The most recent transfers bring the total number evacuated by U.N. helicopters to 634. A further 134 people in the park are believed to still require assistance, the statement said.
The transferred fighters are required firstly to hand over their weapons, MONUSCO added.
SOUTH SUDAN IRKED
South Sudanese authorities condemned MONUSCO's actions.
"The United Nations in Congo has clearly shown that it has taken sides in the conflict by extracting and transporting Machar's fighters from inside South Sudan to Congo," South Sudanese presidential spokesman Ateny Wek Ateny told Reuters.
MONUSCO has said it only transported Machar's supporters from the Congolese side of the border to other Congolese locations for treatment.
The influx of rebel fighters from volatile neighbors is a sensitive theme in Congo, where the flow of Hutu militiamen from neighboring Rwanda after its 1994 genocide helped trigger years of regional conflict in eastern Congo that killed millions.
MONUSCO said in a statement on Sunday that, as of Sept. 8, 117 individuals had been handed over to Congolese authorities while another 183 were being held at two MONUSCO-run facilities.

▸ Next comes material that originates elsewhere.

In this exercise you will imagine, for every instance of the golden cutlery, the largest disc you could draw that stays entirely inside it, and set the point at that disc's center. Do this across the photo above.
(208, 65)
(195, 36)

Congo's government said it was in talks with South Sudanese authorities over what would happen to the fighters.
Hundreds have been killed in battles that broke out in the world's youngest nation in July between troops loyal to Machar and President Salva Kiir, his long-time political foe. More than 20,000 South Sudanese refugees have crossed into Congo this year, according to the U.N. Refugee Agency.
Kiir publicly agreed last month to accept 4,000 additional U.N. peacekeepers to the 12,000-strong mission already on the ground but details of the deployment still need to be worked out.